Porträt

Durch die Eingangstür der Waldparkschule in Heidelberg schlurft ein Junge, die Kapuze tief ins Gesicht gezogen. "Tim*, he Tim*", ruft Schulleiter Thilo Engelhardt. "Wenn man reinkommt, nimmt man die Kapuze ab." Ordnung, Struktur und Regeln sind wichtig in dieser Schule. Dazu gehört eine Kleiderordnung und dass keiner ohne Aufsicht durch die Flure streift.

Engelhardt steht in der Aula, die sich kurz vor acht mit Leben füllt. Sie ist das Herz der Schule. Hier sammeln sich die Kinder vor Unterrichtsbeginn an Tischen, die wie kleine Inseln über die Halle verstreut sind. Eine Gruppe Zweitklässlerinnen wartet schnatternd auf den Lehrer, der sie zum Klassenzimmer eskortieren wird. Die älteren Schülerinnen und Schüler haben einen flexiblen Beginn, sie können die Zeit bis halb neun für Nacharbeit nutzen - oder fürs Coaching.

Dorthin ist Amira*, ein Tuch mit glitzerndem Strass um den Kopf geschlungen, unterwegs. An einem der Tische wartet ihre Lehrerin auf sie. "Wie war dein Wochenende?", fragt Liliana Gassi-Betsch, während die 14-Jährige verschiedene Ordner aus ihrer Tasche zieht. Gassi-Betsch studiert die Arbeiten ihrer Schülerin aus der Siebten. "Bei den Vokabeln in Englisch wirst du immer besser", lobt sie. "Ich habe auch sehr viel geübt", erwidert Amira* stolz. Alle zwei Wochen spricht sie mit der Lehrerin über ihre Leistungen. Gemeinsam überlegen sie, was besser laufen könnte. Das individuelle Coaching, das jeder Schülerin und jedem Schüler zusteht, soll beim Lernen unterstützen und gleichzeitig motivieren. "Ich freue mich immer richtig auf das Feedback", sagt das Mädchen. Amira* sei regelrecht aufgeblüht, seit sie auf diese Schule gewechselt ist, sagt Rektor Engelhardt. "Wir geben viele Anregungen, wie Schüler selbständig arbeiten können, aber wenn es nicht funktioniert, ist gleich eine Rückmeldung da."

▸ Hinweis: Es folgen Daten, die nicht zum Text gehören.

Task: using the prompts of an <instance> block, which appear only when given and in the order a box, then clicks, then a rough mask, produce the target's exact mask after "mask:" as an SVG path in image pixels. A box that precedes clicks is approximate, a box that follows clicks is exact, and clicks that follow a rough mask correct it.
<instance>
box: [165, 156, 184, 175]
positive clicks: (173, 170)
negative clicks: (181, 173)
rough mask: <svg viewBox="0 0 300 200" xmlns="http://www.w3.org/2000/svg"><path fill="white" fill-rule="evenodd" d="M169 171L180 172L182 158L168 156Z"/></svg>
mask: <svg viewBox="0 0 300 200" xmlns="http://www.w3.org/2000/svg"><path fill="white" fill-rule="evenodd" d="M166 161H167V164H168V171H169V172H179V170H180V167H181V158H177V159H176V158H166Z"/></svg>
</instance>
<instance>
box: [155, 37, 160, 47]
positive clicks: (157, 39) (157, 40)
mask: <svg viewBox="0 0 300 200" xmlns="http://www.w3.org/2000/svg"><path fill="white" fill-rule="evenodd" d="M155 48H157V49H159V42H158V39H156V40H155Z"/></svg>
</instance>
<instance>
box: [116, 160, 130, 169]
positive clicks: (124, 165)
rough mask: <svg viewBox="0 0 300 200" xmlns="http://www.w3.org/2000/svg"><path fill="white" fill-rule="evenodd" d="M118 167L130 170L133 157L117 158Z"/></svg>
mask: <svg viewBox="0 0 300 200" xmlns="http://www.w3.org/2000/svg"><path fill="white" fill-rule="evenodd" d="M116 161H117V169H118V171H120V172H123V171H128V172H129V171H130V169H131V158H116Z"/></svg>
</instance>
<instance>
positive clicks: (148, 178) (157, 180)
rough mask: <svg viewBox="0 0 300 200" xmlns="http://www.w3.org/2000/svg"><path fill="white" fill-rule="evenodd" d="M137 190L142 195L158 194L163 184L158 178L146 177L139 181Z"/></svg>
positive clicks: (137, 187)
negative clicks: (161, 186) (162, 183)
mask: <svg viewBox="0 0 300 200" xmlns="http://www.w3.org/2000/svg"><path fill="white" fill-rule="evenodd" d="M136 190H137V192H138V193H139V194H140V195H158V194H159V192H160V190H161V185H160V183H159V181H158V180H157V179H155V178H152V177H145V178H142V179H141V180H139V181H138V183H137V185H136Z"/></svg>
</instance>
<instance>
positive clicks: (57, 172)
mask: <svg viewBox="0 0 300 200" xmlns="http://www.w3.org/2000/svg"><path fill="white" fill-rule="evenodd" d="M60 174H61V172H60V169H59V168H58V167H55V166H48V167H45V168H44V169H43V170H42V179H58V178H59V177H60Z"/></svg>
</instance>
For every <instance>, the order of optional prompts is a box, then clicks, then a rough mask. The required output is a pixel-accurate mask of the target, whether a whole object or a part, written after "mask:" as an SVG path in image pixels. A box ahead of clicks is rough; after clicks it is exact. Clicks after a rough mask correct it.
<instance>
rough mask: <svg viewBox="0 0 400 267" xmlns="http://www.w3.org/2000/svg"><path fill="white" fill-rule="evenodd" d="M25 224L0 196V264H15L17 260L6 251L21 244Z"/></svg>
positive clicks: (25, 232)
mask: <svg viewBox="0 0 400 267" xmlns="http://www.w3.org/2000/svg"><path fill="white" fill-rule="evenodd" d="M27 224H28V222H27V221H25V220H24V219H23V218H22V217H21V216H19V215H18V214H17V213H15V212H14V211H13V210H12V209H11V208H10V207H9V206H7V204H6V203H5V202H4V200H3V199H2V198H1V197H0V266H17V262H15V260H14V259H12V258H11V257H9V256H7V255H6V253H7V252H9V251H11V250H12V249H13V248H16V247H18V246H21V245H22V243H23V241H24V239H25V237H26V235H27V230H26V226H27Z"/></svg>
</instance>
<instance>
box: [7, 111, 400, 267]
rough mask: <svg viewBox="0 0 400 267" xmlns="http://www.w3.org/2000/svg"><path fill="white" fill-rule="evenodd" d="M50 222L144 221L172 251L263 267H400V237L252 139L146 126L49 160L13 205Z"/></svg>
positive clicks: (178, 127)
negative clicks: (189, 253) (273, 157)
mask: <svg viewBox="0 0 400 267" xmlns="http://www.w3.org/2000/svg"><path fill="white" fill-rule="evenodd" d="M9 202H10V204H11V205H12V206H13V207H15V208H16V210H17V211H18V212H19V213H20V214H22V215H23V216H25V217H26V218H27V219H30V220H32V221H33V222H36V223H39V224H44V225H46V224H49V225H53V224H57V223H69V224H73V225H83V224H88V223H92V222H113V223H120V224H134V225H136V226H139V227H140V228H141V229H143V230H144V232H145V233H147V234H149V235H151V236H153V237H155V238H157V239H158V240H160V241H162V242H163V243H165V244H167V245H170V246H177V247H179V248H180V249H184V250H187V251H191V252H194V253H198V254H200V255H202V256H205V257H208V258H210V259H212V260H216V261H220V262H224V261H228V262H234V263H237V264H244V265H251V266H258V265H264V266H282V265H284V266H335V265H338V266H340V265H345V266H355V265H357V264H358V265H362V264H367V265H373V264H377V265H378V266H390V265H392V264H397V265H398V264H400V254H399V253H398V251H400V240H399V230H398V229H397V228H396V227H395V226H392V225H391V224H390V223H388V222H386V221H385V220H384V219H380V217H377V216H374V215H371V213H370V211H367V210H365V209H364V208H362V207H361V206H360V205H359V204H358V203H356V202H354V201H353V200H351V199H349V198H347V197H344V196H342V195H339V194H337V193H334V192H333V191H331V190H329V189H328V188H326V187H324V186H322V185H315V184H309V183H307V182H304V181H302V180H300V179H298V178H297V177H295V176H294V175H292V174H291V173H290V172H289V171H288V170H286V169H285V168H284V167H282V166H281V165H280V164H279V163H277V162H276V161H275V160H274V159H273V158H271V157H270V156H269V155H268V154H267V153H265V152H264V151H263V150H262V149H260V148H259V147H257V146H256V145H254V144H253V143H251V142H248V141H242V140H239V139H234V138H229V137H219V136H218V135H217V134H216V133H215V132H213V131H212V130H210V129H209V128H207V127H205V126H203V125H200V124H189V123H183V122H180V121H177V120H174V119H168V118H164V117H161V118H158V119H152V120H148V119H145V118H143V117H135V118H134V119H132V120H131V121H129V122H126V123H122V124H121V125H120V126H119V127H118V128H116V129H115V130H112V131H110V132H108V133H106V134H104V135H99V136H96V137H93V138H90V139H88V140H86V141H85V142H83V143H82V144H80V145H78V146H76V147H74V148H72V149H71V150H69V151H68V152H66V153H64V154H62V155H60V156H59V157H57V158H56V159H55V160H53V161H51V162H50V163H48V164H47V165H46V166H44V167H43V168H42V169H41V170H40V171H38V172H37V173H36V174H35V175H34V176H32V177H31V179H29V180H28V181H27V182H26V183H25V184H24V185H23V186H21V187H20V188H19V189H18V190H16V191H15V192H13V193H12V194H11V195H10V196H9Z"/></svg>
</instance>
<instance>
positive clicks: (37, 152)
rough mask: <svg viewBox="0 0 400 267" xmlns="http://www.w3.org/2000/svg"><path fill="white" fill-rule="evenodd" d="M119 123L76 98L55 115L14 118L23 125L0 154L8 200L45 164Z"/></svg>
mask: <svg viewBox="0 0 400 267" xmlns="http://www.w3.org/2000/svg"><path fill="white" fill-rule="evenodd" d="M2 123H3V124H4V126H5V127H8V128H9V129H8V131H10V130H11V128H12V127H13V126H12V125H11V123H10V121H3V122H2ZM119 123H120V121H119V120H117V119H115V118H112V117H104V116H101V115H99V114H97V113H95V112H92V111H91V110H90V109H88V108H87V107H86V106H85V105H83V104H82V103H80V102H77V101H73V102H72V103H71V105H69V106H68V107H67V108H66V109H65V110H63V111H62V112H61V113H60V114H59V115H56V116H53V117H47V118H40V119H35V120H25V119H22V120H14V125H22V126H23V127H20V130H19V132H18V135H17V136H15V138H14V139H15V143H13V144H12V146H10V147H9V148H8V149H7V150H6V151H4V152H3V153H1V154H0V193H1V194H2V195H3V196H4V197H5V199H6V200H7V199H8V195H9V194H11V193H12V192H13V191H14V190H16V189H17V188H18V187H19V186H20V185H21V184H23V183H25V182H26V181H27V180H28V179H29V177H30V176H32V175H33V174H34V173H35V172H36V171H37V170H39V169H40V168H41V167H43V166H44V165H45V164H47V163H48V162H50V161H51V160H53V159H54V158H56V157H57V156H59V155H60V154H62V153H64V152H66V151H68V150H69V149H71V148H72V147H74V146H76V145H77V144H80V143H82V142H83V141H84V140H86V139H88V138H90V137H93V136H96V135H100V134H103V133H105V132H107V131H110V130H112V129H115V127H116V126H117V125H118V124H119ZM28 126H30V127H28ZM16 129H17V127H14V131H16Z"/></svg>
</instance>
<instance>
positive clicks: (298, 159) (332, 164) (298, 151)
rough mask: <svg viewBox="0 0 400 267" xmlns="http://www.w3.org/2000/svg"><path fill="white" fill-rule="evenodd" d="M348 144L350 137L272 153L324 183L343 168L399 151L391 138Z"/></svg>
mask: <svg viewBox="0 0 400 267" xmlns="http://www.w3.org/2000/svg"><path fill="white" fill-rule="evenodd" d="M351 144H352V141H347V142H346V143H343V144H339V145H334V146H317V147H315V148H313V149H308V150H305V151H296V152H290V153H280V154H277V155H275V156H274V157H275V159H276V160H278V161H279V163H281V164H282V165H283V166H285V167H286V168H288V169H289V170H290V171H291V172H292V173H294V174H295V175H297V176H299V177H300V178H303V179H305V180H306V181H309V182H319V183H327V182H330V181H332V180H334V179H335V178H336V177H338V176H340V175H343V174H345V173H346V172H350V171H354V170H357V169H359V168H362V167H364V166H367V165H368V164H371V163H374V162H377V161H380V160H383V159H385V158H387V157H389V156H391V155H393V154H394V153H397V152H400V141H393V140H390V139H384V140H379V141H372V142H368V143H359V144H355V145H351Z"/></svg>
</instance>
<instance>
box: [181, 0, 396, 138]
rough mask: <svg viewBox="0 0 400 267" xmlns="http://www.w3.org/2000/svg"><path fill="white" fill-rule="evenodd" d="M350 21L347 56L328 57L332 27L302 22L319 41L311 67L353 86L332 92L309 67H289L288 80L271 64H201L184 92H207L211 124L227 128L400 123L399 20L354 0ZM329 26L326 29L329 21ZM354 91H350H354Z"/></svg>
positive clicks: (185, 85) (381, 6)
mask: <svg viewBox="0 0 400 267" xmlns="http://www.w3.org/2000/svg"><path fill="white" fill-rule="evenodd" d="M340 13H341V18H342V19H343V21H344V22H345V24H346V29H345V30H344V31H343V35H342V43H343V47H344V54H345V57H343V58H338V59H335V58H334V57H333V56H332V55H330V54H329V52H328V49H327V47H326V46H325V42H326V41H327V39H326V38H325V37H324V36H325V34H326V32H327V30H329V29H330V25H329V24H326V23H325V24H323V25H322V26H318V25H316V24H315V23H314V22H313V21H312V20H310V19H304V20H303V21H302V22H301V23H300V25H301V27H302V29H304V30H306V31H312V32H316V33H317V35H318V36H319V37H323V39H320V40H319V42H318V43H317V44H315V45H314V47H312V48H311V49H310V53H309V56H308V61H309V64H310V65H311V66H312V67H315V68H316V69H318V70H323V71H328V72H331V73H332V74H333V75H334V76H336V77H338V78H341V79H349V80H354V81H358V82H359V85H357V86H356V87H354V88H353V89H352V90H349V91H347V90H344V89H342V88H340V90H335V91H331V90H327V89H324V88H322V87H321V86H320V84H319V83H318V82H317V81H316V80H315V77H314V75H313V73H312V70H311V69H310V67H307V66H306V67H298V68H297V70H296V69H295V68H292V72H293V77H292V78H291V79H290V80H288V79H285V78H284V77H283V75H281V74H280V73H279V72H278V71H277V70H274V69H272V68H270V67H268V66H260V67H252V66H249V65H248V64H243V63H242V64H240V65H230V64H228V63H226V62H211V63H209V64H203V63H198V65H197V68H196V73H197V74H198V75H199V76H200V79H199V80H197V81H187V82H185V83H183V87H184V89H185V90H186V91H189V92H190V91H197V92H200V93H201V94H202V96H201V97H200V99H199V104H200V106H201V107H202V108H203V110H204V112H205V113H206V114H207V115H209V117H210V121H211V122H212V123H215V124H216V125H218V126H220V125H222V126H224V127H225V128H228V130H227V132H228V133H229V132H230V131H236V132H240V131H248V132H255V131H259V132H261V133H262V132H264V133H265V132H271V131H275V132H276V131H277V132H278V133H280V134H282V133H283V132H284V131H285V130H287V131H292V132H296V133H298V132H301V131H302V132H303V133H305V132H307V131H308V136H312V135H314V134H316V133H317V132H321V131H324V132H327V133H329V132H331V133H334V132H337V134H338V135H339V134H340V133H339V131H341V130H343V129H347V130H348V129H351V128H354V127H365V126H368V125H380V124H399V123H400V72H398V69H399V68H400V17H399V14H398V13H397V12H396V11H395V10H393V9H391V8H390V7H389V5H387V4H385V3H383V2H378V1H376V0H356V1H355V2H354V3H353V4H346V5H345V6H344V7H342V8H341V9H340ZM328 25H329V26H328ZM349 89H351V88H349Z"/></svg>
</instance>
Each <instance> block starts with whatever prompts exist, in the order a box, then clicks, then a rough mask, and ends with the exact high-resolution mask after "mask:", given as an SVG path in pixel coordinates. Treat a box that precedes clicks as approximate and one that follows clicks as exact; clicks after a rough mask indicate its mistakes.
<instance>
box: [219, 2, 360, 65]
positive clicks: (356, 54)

Ein Viertel der Schülerinnen und Schüler hat einen Migrationshintergrund

Schon auf den ersten Blick wird die Waldparkschule ihrem Namen gerecht. Sie liegt abseits des Heidelberger Stadtkerns auf dem Boxberg. In den Wipfeln ringsum zwitschern Vögel, die Straßen der Umgebung heißen Haselnussweg, Im Eichwald und Buchwaldweg. Doch nirgendwo im Stadtgebiet leben mehr alleinerziehende Mütter. Das benachbarte Emmertsgrund gehört zu den sozialen Brennpunkten. Ein Viertel der Schülerinnen und Schüler hat einen Migrationshintergrund, viele stammen aus sozial schwachen Familien. Wer es vermeiden konnte, schickte sein Kind nicht hinauf auf den Berg. Zuletzt besuchten nur noch knapp 200 Kinder die Schule, ganze Gebäudeteile waren verwaist.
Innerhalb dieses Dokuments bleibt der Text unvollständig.